Szkoda, że reżyserka nie sięgnęła po więcej takich artystów, jak Dariush Eghbali. Przed 1979 rokiem, wielka gwiazda irańskiego popu. Urodził się w Teheranie w 1951 roku, dwadzieścia lat później rozpoczął karierę i, jak sam dość buńczucznie stwierdza w swojej biografii, reszta jest historią. Dzięki niespodziewanemu przebojowi, "Be man nagu dooset daram" ("Nie mów mi, że mnie kochasz") Dariush z dnia na dzień stał się wielką gwiazdą. Sielanka skończyła się prawie tak nagle, jak się zaczęła. Tak, dobrze się domyślacie, pop też był niemile widziany przez Chomeiniego i Dariush, podobnie, jak większość przedrewolucyjnych gwiazd, udał się na przymusową emigrację. Od tamtej pory występuje dla diaspory, angażuje się w walkę o prawa człowieka. I ciągle nagrywa nowe płyty. Jego dyskografia obejmuje 26 albumów. Jeśli urzekła was melancholijna piosenka Dariusha, sprawdźcie koniecznie składankę "Pomegranates" wydaną przez nieocenioną oficynę Finders Keepers i dajcie porwać się dekadenckiemu i mocno psychodelicznemu popowi z ostatnich lat szacha.

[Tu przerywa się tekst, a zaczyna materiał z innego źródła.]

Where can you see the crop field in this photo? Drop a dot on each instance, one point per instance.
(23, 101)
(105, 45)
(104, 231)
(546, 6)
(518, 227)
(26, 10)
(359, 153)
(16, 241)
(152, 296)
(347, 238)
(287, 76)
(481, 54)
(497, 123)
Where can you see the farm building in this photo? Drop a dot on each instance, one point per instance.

Kto z tej kolorowej zgrai ma największe szanse na zdobycie rozgłosu? Na pewno Farah, na fali popularności swoich kolegów z wytwórni - Glass Candy i Chromatics - oraz ciągłej popularności brzmień nawiązujących do lat 80. oraz dlatego, że Dancing Girls to po prostu fantastyczna piosenka. I jeszcze Kiosk, ze swoimi żonglującymi stylami utworami. A jak wypada soundtrack jako całość? Mimo dwóch wpadek w postaci White Lies i The Free Electric Band, słucha się go świetnie, wciąga swoją atmosferą i dobrze wybranymi piosenkami. Niestety, jest już wyprzedany.